Bug 2037626

Summary:	unable to fetch ignition file when scaleup rhel worker nodes on cluster enabled Tang disk encryption
Product:	OpenShift Container Platform	Reporter:	jima
Component:	Installer	Assignee:	Brent Barbachem <bbarbach>
Installer sub component:	openshift-ansible	QA Contact:	Gaoyun Pei <gpei>
Status:	CLOSED ERRATA	Docs Contact:
Severity:	high
Priority:	high	CC:	aos-bugs, bbarbach, jerzhang, mkrejci, padillon, zzlotnik
Version:	4.9
Target Milestone:	---
Target Release:	4.11.0
Hardware:	Unspecified
OS:	Unspecified
Whiteboard:
Fixed In Version:		Doc Type:	Bug Fix
Doc Text:		Story Points:	---
Clone Of:		Environment:
Last Closed:	2022-08-10 10:41:16 UTC	Type:	Bug
Regression:	---	Mount Type:	---
Documentation:	---	CRM:
Verified Versions:		Category:	---
oVirt Team:	---	RHEL 7.3 requirements from Atomic Host:
Cloudforms Team:	---	Target Upstream Version:
Embargoed:

Description jima 2022-01-06 07:15:27 UTC

Version:
openshift-ansible-4.9.0-202109101042.p0.git.4d833d3.assembly.stream.el7.noarch.rpm


Platform: vsphere

Please specify:
cluster enabled Tang disk encryption

What happened?
Install cluster enabled Tang disk encryption, then scaleup rhel worker node, ansible-playbook failed at below task with error "500 Internal Server Error"
TASK [openshift_node : Fetch bootstrap ignition file locally] ******************
Thursday 06 January 2022  11:19:02 +0800 (0:00:00.920)       0:05:06.235 ****** 
FAILED - RETRYING: Fetch bootstrap ignition file locally (60 retries left).
...
FAILED - RETRYING: Fetch bootstrap ignition file locally (1 retries left).
fatal: [172.31.249.68]: FAILED! => {"attempts": 60, "changed": false, "connection": "close", "content": "", "content_length": "0", "date": "Thu, 06 Jan 2022 03:30:47 GMT", "elapsed": 0, "msg": "Status code was 500 and not [200]: HTTP Error 500: Internal Server Error", "path": "/tmp/ansible.eamoe2ns/bootstrap.ign", "redirected": false, "status": 500, "url": "https://api-int.jima0106a.qe.devcluster.openshift.com:22623/config/worker"}

we found that adding some headers in module ansible.builtin.uri of failed task, playbooks are completed successfully.
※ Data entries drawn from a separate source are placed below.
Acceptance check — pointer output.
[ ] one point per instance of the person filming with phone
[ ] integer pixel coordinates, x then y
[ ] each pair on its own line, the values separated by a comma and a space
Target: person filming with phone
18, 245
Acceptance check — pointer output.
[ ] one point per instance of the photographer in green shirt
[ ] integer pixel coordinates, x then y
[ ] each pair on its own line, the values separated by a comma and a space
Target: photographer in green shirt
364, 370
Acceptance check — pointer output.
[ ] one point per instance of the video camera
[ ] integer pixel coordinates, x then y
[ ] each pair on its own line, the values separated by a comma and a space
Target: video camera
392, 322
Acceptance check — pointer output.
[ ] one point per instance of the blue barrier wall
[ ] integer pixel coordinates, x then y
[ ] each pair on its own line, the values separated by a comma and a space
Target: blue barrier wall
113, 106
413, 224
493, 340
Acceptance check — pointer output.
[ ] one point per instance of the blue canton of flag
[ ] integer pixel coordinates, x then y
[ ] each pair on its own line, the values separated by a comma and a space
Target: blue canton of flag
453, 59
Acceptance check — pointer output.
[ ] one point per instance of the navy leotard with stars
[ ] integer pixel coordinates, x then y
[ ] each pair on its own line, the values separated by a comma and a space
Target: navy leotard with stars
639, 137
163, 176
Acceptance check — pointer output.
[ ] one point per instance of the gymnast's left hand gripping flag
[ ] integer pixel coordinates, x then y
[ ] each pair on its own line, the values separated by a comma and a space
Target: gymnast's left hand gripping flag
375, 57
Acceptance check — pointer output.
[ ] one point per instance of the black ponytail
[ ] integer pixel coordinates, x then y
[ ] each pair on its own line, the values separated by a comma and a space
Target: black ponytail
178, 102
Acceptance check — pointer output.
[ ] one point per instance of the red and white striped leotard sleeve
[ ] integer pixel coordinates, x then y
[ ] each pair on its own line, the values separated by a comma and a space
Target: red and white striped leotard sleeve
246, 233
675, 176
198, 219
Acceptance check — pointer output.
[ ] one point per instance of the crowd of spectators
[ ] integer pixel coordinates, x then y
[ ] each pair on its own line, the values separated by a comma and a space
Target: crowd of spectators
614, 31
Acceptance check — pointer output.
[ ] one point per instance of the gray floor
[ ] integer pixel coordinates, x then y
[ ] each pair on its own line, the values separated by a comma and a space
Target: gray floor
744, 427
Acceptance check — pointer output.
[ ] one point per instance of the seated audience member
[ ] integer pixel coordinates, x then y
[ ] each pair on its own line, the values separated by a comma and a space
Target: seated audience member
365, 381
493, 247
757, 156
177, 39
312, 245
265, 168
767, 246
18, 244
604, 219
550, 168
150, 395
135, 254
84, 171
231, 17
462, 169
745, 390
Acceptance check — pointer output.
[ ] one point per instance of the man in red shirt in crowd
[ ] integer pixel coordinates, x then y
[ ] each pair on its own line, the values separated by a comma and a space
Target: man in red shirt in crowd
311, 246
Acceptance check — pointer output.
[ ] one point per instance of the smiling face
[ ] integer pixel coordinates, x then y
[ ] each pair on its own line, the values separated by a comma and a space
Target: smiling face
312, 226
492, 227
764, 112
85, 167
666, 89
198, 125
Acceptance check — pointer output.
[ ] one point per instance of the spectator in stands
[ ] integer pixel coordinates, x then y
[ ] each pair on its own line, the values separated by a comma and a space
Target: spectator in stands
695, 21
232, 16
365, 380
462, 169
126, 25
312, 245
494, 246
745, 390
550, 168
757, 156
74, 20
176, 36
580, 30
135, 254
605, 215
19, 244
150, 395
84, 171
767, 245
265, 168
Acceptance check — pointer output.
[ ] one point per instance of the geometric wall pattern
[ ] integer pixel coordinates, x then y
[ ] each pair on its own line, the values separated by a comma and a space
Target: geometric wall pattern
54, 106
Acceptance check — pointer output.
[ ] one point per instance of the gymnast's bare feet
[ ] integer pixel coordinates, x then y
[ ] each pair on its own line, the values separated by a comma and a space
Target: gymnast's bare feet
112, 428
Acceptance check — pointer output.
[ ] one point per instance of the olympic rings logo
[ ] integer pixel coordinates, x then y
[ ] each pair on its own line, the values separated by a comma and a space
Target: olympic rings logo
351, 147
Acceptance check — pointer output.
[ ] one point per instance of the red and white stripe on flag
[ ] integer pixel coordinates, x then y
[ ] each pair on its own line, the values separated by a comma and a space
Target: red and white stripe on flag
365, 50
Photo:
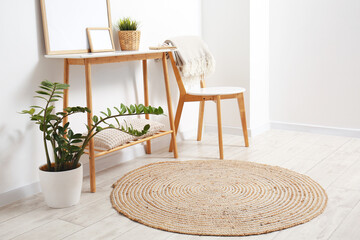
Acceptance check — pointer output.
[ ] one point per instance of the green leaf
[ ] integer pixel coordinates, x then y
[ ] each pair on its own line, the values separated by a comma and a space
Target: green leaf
117, 110
43, 93
95, 119
78, 135
132, 108
61, 86
123, 109
47, 83
117, 122
36, 107
40, 97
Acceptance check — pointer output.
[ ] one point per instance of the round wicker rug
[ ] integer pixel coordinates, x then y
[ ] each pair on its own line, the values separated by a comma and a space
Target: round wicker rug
217, 197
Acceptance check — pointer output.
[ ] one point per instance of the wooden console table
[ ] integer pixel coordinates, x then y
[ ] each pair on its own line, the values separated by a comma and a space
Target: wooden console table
87, 59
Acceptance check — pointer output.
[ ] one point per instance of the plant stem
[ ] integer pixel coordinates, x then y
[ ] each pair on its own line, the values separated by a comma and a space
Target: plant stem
44, 130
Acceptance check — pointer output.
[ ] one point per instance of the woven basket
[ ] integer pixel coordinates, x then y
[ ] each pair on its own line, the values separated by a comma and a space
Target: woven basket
129, 40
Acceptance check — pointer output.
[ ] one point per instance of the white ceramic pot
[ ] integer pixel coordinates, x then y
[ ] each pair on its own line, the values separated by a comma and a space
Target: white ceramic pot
61, 189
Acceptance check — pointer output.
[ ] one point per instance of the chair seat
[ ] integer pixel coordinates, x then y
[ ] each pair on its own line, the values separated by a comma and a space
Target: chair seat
213, 91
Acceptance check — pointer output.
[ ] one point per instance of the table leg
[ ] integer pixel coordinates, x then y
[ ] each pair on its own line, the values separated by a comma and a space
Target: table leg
66, 91
89, 120
146, 98
168, 97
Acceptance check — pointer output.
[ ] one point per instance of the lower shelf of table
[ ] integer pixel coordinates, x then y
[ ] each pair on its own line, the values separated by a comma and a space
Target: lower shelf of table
100, 152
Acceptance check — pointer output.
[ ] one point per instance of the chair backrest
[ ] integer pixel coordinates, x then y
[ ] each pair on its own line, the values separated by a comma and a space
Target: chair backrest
191, 62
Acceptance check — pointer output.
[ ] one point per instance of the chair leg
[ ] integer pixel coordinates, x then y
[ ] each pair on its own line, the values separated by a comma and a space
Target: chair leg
201, 119
177, 119
218, 108
243, 118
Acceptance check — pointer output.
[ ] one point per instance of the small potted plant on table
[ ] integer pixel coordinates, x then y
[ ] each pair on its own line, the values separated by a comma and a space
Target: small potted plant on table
129, 37
61, 180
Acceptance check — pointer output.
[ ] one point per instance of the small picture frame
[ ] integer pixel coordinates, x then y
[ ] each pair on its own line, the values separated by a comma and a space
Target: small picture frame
100, 39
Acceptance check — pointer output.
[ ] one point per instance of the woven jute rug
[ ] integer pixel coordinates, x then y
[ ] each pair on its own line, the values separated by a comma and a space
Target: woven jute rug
217, 197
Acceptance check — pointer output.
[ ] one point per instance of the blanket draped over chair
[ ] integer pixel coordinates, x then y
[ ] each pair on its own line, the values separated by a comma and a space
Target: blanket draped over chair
193, 59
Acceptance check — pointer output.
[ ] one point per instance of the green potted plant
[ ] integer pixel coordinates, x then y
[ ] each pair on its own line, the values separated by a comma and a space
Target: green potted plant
61, 179
129, 37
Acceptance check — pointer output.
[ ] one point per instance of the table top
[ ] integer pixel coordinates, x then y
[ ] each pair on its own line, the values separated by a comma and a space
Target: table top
107, 54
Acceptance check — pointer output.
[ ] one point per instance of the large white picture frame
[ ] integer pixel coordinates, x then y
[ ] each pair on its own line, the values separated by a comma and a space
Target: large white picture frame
65, 23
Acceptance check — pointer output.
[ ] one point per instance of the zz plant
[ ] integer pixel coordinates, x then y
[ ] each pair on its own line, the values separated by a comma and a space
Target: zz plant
67, 146
127, 24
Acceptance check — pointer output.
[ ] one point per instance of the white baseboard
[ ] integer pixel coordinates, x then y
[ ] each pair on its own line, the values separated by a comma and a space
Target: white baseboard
19, 193
238, 130
345, 132
101, 163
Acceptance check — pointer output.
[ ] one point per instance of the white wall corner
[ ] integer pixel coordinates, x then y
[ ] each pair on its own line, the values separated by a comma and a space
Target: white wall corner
259, 64
19, 193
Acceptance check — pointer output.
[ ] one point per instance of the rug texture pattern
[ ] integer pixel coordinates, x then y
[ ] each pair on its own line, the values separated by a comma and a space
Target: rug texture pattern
217, 197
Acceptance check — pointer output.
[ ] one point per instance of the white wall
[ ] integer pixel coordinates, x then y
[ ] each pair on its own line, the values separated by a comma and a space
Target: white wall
226, 29
259, 65
238, 36
23, 67
315, 62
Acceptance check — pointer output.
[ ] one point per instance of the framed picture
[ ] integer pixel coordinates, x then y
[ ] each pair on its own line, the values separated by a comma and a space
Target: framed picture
100, 39
65, 23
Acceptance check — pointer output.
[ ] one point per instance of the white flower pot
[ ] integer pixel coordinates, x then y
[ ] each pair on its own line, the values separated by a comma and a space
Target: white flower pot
61, 189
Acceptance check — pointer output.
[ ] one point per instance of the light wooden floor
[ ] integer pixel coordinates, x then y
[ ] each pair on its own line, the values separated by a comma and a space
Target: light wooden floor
332, 161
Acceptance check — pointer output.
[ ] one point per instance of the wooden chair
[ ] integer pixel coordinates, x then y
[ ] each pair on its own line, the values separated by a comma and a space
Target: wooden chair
203, 94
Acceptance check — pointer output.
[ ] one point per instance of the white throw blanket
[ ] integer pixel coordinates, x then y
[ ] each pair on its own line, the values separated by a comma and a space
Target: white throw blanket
193, 59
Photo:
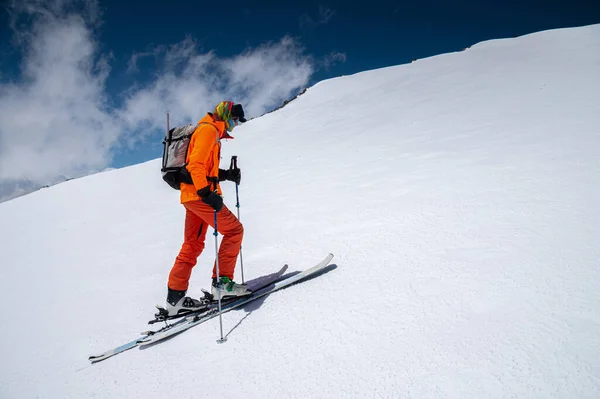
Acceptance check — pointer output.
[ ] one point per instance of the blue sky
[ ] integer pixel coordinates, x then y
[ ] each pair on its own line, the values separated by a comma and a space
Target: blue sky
85, 83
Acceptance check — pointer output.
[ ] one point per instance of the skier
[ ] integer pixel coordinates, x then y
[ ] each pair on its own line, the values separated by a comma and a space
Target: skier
201, 200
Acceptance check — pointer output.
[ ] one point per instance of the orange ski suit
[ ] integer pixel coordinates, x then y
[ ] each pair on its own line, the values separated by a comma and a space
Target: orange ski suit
203, 158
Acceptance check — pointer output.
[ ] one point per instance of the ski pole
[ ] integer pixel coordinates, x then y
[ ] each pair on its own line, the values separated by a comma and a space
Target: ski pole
233, 165
222, 339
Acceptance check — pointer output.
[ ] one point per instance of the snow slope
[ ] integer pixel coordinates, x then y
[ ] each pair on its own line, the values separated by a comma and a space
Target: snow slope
459, 194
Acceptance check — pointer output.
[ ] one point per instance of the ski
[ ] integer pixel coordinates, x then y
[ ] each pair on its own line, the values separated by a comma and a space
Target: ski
254, 285
193, 321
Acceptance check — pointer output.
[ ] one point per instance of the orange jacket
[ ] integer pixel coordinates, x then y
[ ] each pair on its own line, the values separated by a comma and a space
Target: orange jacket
203, 157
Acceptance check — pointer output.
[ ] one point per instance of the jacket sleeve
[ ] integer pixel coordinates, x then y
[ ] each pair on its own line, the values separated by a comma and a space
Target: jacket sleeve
204, 139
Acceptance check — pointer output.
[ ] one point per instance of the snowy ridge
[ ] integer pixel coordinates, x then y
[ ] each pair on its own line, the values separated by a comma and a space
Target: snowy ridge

- name: Fetch bootstrap ignition file locally
  uri:
    url: "{{ openshift_node_bootstrap_endpoint }}"
    dest: "{{ temp_dir.path }}/bootstrap.ign"
    validate_certs: false
    headers:
      Accept: application/vnd.coreos.ignition+json; version=3.2.0  <----- new added header
    http_agent: "Ignition/0.35.0"
  delay: 10
  retries: 60
  register: bootstrap_ignition
  until:
  - bootstrap_ignition.status is defined
  - bootstrap_ignition.status == 200

Also did some trials by using curl on rhel worker machine, get same issue.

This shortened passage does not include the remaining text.